Family of ten killed by gunmen

Its called LIBERATION, people of Iraq. As Georgie see it, I am, you know, amazed that this is a society which so wants to be free that they're willing to - you know, that there's a level of violence that they tolerate," By Ammar Karim in Baghdad
October 14, 2006 10:26pm

GUNMEN murdered a Shiite family of 10 just south of Baghdad in part of the bloody campaign of sectarian cleansing that is plaguing rural areas outside the Iraqi capital.

Late yesterday, gunmen attacked a farmhouse in Saifiyah and killed an entire family, including five women and three children, in an attack apparently motivated by sectarian hatred.

The Shiite village is located in a mostly Sunni area, and for the past month gunmen believed to have links to local Sunni tribes have been attacking Shiite villagers, storming isolated farmhouses and killing the occupants.

Bands of Shiite militiamen arrived from Baghdad a week ago and engaged the tribesmen in a gunbattle that eventually prompted the intervention of US forces.

Many Shiite villagers have already fled the area, part of a trend all over the country that has seen more than 100,000 people displaced from their homes in the past three years.

Iraqi police found the corpses of 14 murder victims scattered around the city of Baghdad between dawn yesterday and today, many of them riddled with bullets and showing signs of torture.

Just downstream from the capital, in the village of Suweira, another four bodies were fished out of the Tigris river, all lacking their heads.

The violence was not restricted to the capital, however, and just to the north, in Balad, police reported finding their own grim harvest of corpses, with 26 bodies discovered around the town.

The men had all been kidnapped this morning from a fruit and vegetable market south of the city.
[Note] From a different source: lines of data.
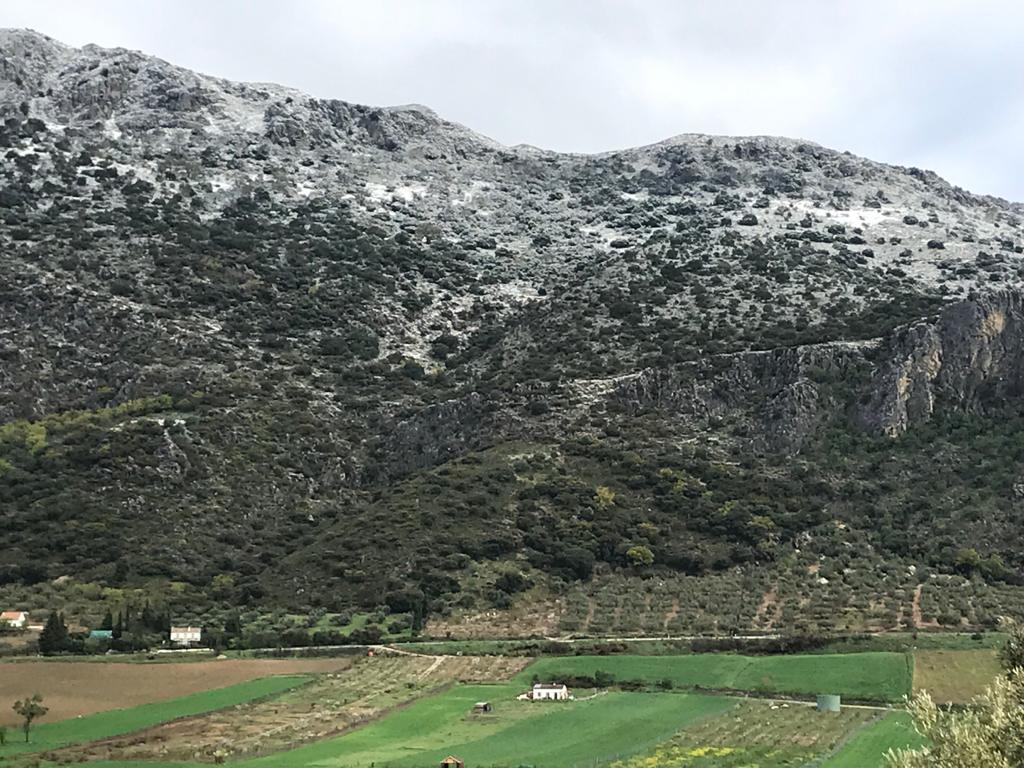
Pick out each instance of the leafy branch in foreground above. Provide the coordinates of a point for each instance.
(989, 733)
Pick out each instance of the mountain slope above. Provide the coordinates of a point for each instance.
(344, 352)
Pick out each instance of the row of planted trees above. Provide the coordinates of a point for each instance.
(989, 733)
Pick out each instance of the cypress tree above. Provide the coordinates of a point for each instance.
(53, 638)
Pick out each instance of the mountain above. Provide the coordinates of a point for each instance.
(263, 349)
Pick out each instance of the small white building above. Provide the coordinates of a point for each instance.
(13, 619)
(549, 691)
(186, 635)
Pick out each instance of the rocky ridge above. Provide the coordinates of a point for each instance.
(235, 306)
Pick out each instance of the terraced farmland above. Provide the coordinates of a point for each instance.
(755, 733)
(867, 747)
(410, 711)
(50, 735)
(333, 704)
(884, 677)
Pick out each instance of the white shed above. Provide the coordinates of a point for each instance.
(550, 691)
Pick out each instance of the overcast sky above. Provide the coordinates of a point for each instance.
(938, 84)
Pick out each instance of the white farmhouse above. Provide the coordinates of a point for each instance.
(186, 635)
(13, 619)
(549, 691)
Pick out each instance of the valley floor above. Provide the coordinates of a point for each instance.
(409, 710)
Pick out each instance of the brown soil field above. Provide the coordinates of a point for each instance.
(73, 688)
(334, 704)
(954, 676)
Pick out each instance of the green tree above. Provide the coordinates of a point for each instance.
(640, 556)
(1012, 654)
(604, 497)
(54, 638)
(29, 710)
(989, 733)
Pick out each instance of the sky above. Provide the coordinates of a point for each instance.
(938, 84)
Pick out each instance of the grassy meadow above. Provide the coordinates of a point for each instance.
(115, 722)
(878, 676)
(420, 722)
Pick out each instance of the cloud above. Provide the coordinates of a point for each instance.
(932, 83)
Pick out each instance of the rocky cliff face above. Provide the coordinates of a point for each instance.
(970, 358)
(242, 315)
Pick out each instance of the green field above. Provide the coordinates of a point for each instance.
(642, 729)
(880, 676)
(115, 722)
(867, 748)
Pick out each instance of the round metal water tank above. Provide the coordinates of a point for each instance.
(828, 702)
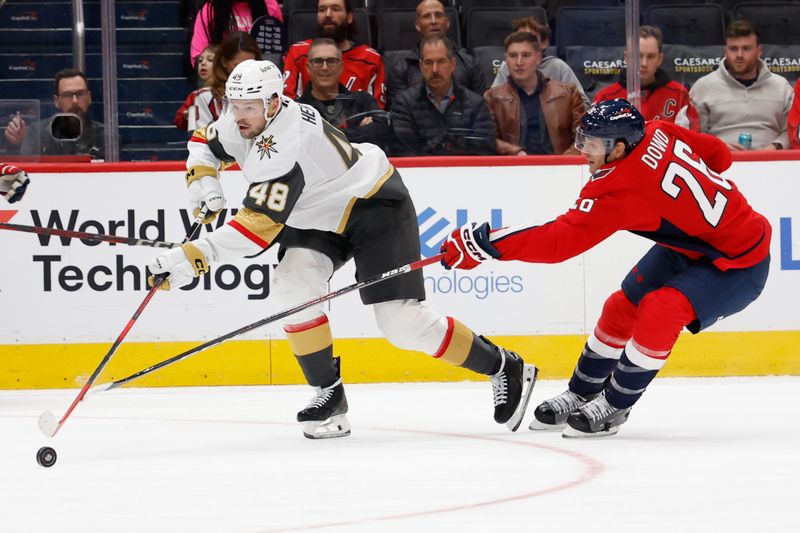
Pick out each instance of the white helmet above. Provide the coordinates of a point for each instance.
(253, 79)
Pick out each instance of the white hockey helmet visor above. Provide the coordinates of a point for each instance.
(592, 145)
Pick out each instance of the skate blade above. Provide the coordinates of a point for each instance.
(536, 425)
(529, 374)
(572, 433)
(335, 426)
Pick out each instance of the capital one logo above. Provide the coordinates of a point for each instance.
(435, 227)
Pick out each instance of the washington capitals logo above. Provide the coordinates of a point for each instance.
(266, 146)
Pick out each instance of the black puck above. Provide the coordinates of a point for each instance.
(46, 456)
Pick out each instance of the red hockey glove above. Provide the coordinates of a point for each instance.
(468, 246)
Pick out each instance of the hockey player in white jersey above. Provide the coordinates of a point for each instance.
(326, 201)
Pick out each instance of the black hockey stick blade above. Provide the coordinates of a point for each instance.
(272, 318)
(85, 236)
(47, 421)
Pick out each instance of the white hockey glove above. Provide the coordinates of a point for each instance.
(182, 264)
(205, 188)
(13, 182)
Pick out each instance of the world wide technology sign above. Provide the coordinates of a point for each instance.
(85, 292)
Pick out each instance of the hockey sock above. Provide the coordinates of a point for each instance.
(604, 346)
(312, 345)
(662, 315)
(595, 364)
(462, 347)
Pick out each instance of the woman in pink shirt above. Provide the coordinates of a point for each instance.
(217, 18)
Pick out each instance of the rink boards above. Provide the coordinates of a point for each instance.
(63, 303)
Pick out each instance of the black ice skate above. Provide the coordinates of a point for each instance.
(597, 418)
(512, 387)
(553, 413)
(325, 415)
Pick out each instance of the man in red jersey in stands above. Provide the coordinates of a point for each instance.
(13, 182)
(710, 260)
(793, 121)
(662, 98)
(363, 66)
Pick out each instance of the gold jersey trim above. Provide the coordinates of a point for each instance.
(375, 188)
(259, 224)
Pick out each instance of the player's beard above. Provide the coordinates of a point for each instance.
(338, 33)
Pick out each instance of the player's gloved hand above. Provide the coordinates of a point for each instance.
(206, 190)
(468, 246)
(181, 264)
(13, 182)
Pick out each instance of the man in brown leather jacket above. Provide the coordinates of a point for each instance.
(533, 114)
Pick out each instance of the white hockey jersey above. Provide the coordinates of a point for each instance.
(303, 171)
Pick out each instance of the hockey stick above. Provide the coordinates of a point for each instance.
(47, 421)
(410, 267)
(92, 237)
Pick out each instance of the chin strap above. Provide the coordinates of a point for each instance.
(266, 110)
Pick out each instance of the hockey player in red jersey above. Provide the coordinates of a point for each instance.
(710, 260)
(793, 120)
(363, 66)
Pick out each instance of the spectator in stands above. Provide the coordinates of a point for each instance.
(742, 95)
(192, 114)
(56, 135)
(218, 18)
(793, 120)
(532, 113)
(235, 48)
(405, 72)
(439, 116)
(662, 98)
(363, 66)
(356, 113)
(551, 66)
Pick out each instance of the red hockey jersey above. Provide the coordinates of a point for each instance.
(363, 71)
(662, 100)
(793, 121)
(668, 190)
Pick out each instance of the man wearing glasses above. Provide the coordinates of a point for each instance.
(70, 131)
(356, 113)
(363, 66)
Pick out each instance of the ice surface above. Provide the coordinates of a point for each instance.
(696, 455)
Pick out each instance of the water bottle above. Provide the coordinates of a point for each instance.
(746, 140)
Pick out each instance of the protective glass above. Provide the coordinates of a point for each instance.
(592, 145)
(244, 108)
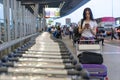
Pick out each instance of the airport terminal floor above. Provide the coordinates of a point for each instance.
(111, 55)
(47, 58)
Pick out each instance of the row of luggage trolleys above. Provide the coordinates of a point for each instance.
(47, 59)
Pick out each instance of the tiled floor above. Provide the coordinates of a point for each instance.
(111, 55)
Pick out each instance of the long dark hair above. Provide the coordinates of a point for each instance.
(84, 14)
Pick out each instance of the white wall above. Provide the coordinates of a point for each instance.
(100, 8)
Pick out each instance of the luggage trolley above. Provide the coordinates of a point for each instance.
(88, 45)
(97, 71)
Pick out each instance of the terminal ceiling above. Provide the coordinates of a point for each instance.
(67, 6)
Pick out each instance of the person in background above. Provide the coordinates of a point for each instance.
(87, 26)
(70, 32)
(113, 34)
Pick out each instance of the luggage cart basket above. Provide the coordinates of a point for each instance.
(97, 71)
(88, 45)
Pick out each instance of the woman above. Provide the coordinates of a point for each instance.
(87, 26)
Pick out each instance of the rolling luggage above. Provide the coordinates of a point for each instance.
(90, 58)
(96, 70)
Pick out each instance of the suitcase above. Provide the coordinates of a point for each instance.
(96, 70)
(90, 58)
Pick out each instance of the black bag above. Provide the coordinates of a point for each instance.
(90, 58)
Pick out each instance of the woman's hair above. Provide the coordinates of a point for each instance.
(84, 13)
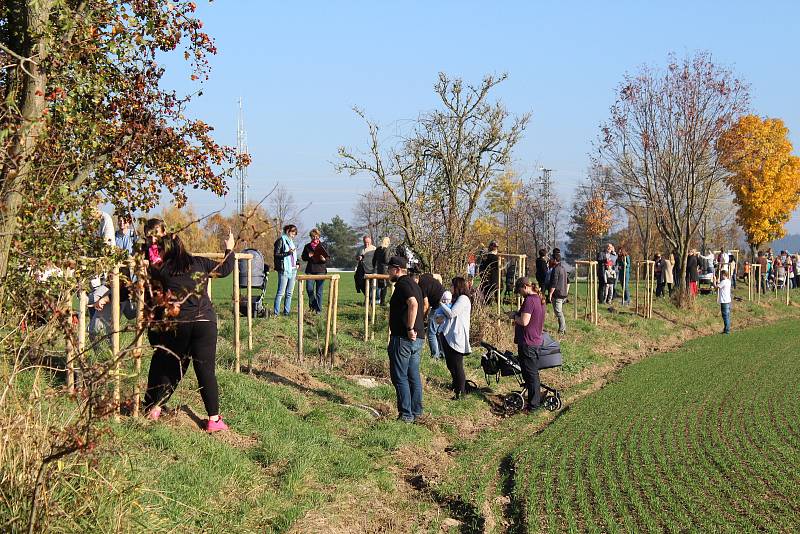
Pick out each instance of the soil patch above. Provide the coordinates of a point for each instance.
(185, 417)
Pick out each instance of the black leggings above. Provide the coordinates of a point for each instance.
(455, 364)
(195, 341)
(529, 361)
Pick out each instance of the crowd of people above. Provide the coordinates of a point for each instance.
(420, 308)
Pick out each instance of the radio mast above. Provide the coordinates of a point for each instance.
(241, 171)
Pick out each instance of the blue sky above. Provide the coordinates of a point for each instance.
(301, 66)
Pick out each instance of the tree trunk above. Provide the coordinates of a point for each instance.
(32, 17)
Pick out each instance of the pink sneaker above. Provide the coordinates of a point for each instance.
(216, 426)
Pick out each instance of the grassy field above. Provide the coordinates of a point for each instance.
(313, 448)
(705, 439)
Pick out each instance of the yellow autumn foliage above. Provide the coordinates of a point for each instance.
(764, 176)
(597, 216)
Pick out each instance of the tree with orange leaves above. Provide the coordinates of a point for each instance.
(764, 176)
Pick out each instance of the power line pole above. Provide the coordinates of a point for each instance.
(241, 171)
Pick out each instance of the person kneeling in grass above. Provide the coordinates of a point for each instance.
(724, 299)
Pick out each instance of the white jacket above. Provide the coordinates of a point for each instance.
(456, 328)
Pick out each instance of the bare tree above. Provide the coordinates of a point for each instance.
(660, 143)
(374, 215)
(437, 174)
(283, 207)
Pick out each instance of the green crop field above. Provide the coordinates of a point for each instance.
(699, 439)
(704, 439)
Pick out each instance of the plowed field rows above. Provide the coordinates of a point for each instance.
(703, 439)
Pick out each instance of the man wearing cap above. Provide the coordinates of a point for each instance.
(405, 339)
(528, 325)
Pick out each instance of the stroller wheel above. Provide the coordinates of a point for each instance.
(513, 402)
(553, 403)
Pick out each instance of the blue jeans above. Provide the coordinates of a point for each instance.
(726, 316)
(433, 341)
(285, 287)
(315, 294)
(404, 356)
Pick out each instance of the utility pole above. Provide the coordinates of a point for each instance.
(241, 171)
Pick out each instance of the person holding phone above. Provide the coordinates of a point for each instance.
(189, 329)
(315, 256)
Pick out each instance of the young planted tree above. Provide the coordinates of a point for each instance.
(763, 175)
(660, 143)
(374, 215)
(590, 221)
(503, 200)
(437, 174)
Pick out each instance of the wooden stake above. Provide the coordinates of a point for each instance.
(637, 289)
(335, 305)
(140, 333)
(300, 322)
(83, 301)
(575, 304)
(335, 319)
(115, 345)
(237, 344)
(328, 323)
(367, 291)
(250, 307)
(498, 285)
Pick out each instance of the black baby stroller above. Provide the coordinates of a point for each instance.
(498, 363)
(259, 281)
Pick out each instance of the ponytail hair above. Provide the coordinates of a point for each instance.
(538, 293)
(460, 287)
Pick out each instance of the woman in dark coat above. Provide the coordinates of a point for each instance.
(193, 336)
(315, 256)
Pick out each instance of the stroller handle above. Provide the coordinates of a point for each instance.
(489, 347)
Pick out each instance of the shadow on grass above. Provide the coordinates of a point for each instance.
(278, 379)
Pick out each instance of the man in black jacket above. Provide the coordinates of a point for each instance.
(405, 341)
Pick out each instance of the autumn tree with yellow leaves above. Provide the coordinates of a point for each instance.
(764, 176)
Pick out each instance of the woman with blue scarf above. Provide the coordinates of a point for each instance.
(285, 253)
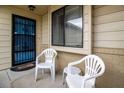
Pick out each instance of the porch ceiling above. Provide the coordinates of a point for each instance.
(39, 10)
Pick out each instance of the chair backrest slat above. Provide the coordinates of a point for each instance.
(50, 55)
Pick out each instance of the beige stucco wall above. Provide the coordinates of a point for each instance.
(108, 43)
(6, 32)
(108, 33)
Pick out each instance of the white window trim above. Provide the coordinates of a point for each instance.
(72, 49)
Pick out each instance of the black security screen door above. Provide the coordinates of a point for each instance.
(23, 40)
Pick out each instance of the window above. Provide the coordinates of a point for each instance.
(67, 27)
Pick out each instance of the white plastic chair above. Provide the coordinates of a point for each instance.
(50, 55)
(94, 67)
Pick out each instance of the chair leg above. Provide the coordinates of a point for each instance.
(53, 73)
(36, 71)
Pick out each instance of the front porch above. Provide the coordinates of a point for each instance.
(25, 79)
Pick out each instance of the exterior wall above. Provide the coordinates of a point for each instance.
(6, 32)
(109, 43)
(64, 57)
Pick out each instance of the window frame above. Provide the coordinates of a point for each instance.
(64, 28)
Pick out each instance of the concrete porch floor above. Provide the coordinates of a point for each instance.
(25, 79)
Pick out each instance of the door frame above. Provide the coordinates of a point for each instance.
(13, 40)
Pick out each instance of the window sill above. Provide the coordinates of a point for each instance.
(70, 49)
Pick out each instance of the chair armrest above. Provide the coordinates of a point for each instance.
(91, 77)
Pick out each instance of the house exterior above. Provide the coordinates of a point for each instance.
(103, 35)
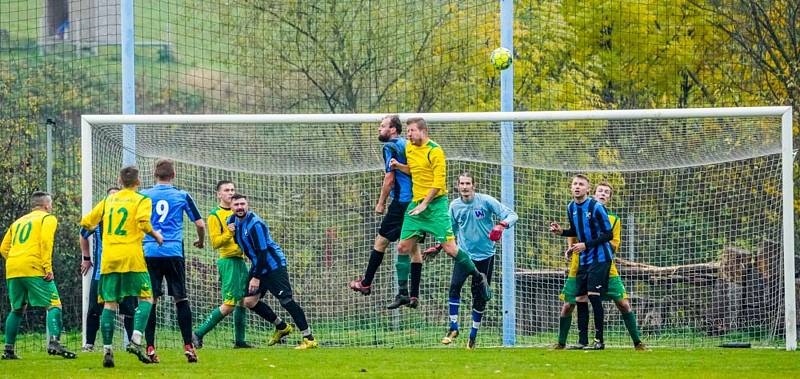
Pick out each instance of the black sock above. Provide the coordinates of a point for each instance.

They were taken away, tied up, tortured and then shot in the head, said police.

While bombs explode during the day in the beleaguered capital, shadowy death squads prowl the city by night, killing Iraqis from rival religious communities and leaving their tortured bodies to be found in the morning.

The daily toll of corpses has increased during the Muslim holy month of Ramadan, in what a US military spokesman described as a "tremendous spike" in violence.

Most of the killings have been laid at the feet of Shiite death squads, many with links to radical cleric Moqtada al-Sadr's Mahdi Army militia. Yesterday the preacher denounced groups carrying out such killings in his name.

In other Baghdad violence, two members of the National Police were wounded when a roadside bomb exploded near their patrol today.

Two car bombs also exploded in the centre of the city, setting several vehicles alight and sending a thick plume of smoke up over the Tigris, but only wounding one man.

In the capital's southern neighbourhood of Abu Chir, a scene of constant violence, five members of a family were wounded when a mortar round crashed into their house.

Alongside the sectarian killings, mortar duels between rival neighbourhoods have taken their own toll on the city's residents.

In Diyala province northeast of Baghdad, the Iraqi army reported that six gunmen and a female bystander were killed during a clash with US and Iraqi forces southwest of the provincial capital of Baquba.

Two civilians were also killed by gunmen in Baquba itself, and a shopkeeper was shot dead in the central city of Samarra.

Gunmen killed a teacher in the southern city of Diwaniyah in a drive-by shooting, said police, adding that they did not know why the victim was targeted.

Revenge was apparently the motive when a Baathist official with the former regime of Saddam Hussein was dragged from his house this morning by gunmen in the southern city of Amara.

His body was later found near the bus station, police said.